Dislocations
Page 6
Then he straightened, smoothed his shirt and jacket down and turned to leave. Travis watched the South African threading his way through the tables towards the exit, and felt like the worst human being ever. The break in his friend’s voice, the look in his eye…How had he ever thought Daniel DeVries might somehow have done something that had kept Kat away from the base today?
What had he thought? That Daniel had pursued her and they’d rowed, and that was why she’d stayed away? That he had gone after her and assaulted her? What could he have been thinking?
And now…his two closest friendships compromised within the space of twenty-four hours.
He could try to blame it on what Kat had said: the tensions running so high throughout the project. Or he could simply accept full responsibility for his own inability not to wreck everything.
He looked down at the table. He really had ruined it all.

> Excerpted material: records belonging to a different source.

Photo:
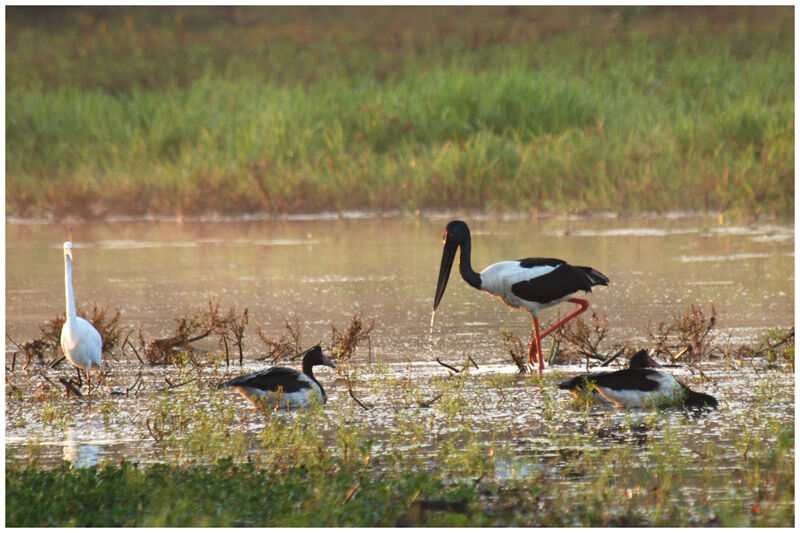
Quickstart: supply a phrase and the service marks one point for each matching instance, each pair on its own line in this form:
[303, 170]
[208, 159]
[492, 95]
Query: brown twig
[430, 402]
[70, 387]
[448, 366]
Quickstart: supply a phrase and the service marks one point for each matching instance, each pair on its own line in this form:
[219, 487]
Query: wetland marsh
[486, 446]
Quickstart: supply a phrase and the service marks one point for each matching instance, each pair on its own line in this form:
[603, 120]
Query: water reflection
[323, 270]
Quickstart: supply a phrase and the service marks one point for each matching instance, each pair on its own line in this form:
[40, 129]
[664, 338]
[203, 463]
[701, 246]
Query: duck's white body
[82, 344]
[499, 278]
[279, 387]
[80, 341]
[280, 399]
[668, 391]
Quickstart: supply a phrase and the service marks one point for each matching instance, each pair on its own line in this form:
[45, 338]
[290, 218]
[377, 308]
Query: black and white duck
[280, 387]
[639, 385]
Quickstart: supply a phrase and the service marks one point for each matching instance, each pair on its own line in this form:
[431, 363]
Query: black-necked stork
[638, 386]
[80, 340]
[527, 284]
[284, 388]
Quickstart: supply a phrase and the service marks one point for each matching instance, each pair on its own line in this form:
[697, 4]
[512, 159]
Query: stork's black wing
[627, 379]
[559, 283]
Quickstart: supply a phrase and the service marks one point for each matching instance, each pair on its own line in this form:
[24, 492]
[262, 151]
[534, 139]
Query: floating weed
[54, 412]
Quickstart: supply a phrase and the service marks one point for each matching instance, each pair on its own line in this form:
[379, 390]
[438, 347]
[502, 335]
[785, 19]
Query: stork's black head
[455, 234]
[314, 357]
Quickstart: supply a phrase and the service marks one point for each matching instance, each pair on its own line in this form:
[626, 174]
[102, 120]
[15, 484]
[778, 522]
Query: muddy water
[319, 270]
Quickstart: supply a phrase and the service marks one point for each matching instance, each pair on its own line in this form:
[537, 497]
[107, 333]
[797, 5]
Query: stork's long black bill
[448, 255]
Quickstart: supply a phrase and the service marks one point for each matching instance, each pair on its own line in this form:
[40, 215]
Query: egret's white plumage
[80, 341]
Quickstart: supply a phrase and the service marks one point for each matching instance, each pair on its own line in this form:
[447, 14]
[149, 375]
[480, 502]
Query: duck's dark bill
[448, 255]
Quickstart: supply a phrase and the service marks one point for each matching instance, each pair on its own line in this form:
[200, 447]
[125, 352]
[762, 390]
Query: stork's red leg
[536, 345]
[584, 305]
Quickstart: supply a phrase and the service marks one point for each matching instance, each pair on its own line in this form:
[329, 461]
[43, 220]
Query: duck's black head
[455, 234]
[314, 357]
[642, 360]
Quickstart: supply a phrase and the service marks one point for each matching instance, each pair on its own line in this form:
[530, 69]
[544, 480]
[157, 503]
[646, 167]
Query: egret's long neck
[72, 313]
[465, 266]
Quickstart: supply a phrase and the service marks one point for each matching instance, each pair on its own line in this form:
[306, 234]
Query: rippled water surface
[319, 270]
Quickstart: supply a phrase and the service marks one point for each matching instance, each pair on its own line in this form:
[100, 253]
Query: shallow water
[319, 270]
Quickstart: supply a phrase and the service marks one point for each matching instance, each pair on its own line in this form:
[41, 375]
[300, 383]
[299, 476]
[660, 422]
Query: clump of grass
[230, 328]
[686, 335]
[343, 345]
[776, 346]
[183, 110]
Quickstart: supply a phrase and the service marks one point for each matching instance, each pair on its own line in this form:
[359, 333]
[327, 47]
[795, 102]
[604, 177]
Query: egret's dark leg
[584, 305]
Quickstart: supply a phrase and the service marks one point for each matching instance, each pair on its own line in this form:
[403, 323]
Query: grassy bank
[137, 110]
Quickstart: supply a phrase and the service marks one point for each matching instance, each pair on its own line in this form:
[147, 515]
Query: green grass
[136, 110]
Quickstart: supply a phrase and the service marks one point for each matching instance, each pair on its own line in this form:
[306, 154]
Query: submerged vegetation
[420, 450]
[286, 109]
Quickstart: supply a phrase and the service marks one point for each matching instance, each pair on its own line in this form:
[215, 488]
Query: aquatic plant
[685, 335]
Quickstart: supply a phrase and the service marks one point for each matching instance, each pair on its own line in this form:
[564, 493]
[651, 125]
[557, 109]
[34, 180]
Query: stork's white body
[497, 280]
[668, 392]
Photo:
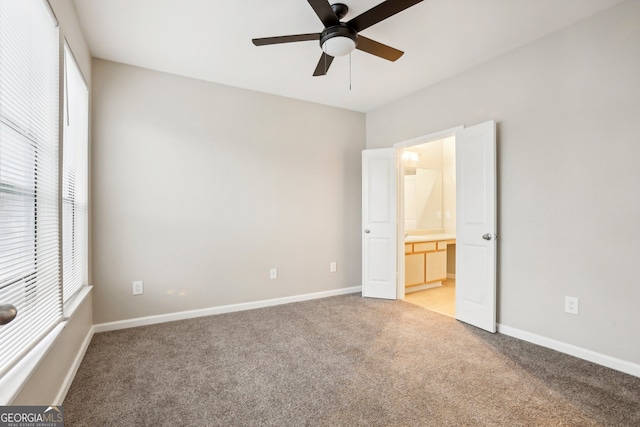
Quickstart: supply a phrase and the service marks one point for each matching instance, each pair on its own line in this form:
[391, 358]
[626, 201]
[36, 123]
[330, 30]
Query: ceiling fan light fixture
[339, 46]
[339, 40]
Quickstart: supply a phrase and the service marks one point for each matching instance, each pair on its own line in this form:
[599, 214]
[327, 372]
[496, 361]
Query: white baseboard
[182, 315]
[408, 290]
[66, 384]
[579, 352]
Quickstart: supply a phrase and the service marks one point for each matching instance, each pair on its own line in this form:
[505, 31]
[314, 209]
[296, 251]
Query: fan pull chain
[349, 71]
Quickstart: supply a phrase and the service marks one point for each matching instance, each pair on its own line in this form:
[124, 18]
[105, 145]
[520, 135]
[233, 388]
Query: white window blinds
[74, 179]
[29, 226]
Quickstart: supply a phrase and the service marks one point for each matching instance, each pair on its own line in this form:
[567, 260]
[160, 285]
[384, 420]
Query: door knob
[8, 312]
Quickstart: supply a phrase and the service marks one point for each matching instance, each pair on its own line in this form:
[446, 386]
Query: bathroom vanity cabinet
[426, 260]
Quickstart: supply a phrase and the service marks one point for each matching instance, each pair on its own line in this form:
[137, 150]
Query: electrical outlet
[571, 305]
[138, 288]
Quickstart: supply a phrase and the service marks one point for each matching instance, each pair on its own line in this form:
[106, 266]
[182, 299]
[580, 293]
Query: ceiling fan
[340, 38]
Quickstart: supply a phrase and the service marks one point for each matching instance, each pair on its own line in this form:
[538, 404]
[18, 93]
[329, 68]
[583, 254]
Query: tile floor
[441, 299]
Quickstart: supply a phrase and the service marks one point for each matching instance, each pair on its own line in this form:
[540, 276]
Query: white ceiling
[211, 40]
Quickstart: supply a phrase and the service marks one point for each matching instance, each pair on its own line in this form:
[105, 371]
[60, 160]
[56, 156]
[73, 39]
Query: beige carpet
[341, 361]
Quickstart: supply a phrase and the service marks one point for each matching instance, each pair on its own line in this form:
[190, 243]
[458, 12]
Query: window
[74, 179]
[29, 197]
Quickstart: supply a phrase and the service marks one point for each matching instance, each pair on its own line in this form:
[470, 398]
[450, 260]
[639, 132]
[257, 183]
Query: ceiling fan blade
[323, 65]
[378, 49]
[286, 39]
[379, 13]
[322, 8]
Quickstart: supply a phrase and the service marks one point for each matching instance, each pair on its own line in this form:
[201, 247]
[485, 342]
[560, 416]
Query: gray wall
[44, 384]
[568, 113]
[199, 189]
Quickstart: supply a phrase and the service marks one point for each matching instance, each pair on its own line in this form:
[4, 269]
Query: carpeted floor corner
[339, 361]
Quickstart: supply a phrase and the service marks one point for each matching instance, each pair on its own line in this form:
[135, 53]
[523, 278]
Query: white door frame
[400, 147]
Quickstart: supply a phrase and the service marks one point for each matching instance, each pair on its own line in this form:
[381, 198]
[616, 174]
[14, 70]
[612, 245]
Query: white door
[379, 223]
[476, 226]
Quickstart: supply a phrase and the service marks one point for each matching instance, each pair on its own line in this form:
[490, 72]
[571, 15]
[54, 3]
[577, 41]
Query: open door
[379, 244]
[476, 226]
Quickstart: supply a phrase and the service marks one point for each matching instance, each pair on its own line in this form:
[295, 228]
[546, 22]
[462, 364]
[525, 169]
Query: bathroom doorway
[428, 229]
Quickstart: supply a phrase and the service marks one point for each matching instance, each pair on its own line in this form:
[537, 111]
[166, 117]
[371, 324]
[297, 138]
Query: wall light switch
[138, 288]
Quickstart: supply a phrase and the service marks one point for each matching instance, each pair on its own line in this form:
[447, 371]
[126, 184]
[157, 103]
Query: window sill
[14, 380]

It was only then that he noticed a change in the atmosphere around the bistro, and that Daniel had paused at the stairwell, was looking up at an area of window that had opaqued to show a newsfeed, a reporter talking to camera, the backdrop uncannily familiar.
The reporter was at Lakenheath, standing somewhere out by the main gates. Travis glanced out of the window by his table, and saw a cluster of vans pulled up and what must be the reporter standing slightly apart from a group of people, his back to the base.
He looked back at the smartsurface, and tapped on the table’s controls to bring the localised volume up.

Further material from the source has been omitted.